435 North Michigan Avenue
Chicago, Illinois, 60611
December 2, 2003
Via E-mail (firstname.lastname@example.org)
Mr. Jonathan G. Katz
U. S. Securities and Exchange Commission
450 Fifth Street, NW
Washington, DC 20549-0609
Re: Proposed Rule: Security Holder Director Nominations
SEC File No. S7-19-03
Dear Mr. Katz:
The following is submitted on behalf of Tribune Company in response to the Securities and Exchange Commission's ("SEC") proposal to allow shareholders to use a public company's proxy statement to run a director election contest under certain circumstances.
For the reasons discussed below, Tribune strongly urges the SEC to reject the shareholder access proposal and to continue to allow shareholders who wish to conduct an election contest to do so by means of their own proxy materials.
Tribune has long advocated good corporate governance. Tribune and the Tribune Board of Directors strongly supported the enactment of the Sarbanes-Oxley Act of 2002 and applaud the SEC's efforts over the past 16 months in creating workable regulations to implement the Act. We also support the efforts of the New York Stock Exchange ("NYSE") and the Nasdaq Stock Market in revising their corporate governance listing standards to create a workable framework to balance the interests of corporate and shareholder constituencies in corporate governance matters and to encourage greater transparency in business practices.
In addition to the state law concerns raised by the shareholder access proposals, there are a number of practical concerns to consider, including:
- Influx of special interest directors. The shareholder access proposals will most likely be used by special interest groups that typically have interests and agendas beyond the economic performance of the company. Turning the boardroom into a marketplace of special interests hardly seems in the best long-term interests of the overall shareholder base.

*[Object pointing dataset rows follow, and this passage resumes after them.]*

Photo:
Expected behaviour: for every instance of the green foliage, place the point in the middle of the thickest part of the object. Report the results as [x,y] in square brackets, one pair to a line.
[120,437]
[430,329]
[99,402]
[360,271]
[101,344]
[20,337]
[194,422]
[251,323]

- Fragmentation of Board. Election of dissident directors typically results in a fragmented board, which destroys collegiality, inhibits open discussion and impedes the board's intended function. This will be particularly true as the special interest electorate pursues its particular agenda.
- Increased disruption and cost. Companies already devote substantial amounts of management time and resources to routine annual shareholders meetings. Adding the element of a contested election will result in greater disruption and greatly increase the cost of these meetings.
- Adverse impact on director recruiting. The cumulative effect of the recent corporate governance reforms and the growing perception of increased liability for corporate directors are already making it more difficult for companies to recruit qualified director candidates. Increasing the number of election contests would only exacerbate this problem.
Moreover, the recent wave of corporate governance reforms initiated by Congress, the SEC and the various stock exchanges should work together to positively affect the relationship between shareholders and corporate directors. A move towards greater director independence, the strengthened role of nominating committees and enhanced shareholder/director communication procedures, address many of the concerns raised by the SEC in the shareholder access proposal. The SEC should give these broad-sweeping reforms time to take hold, before hastily approving a shareholder access rule with such far-reaching ramifications and no clear added benefit.
In the event the SEC chooses to adopt some form of shareholder access rules, we believe significant revisions to the proposals are warranted so that shareholder access to a company's proxy materials is limited to those situations involving long-term investors with substantial holdings who are unable to influence corporate management and directors through any of the means currently available. In this regard, we endorse the thoughtful responses and opinions of Wachtell, Lipton, Rosen & Katz, one of our outside corporate counsel, to specific questions raised by the SEC in the proposing release relating to nomination procedure triggering events, proposed shareholder eligibility standards and general applicability of the proposals, as outlined in Wachtell's November 14, 2003 letter to the SEC on this initiative.
If you have any questions regarding our concerns, please do not hesitate to call me.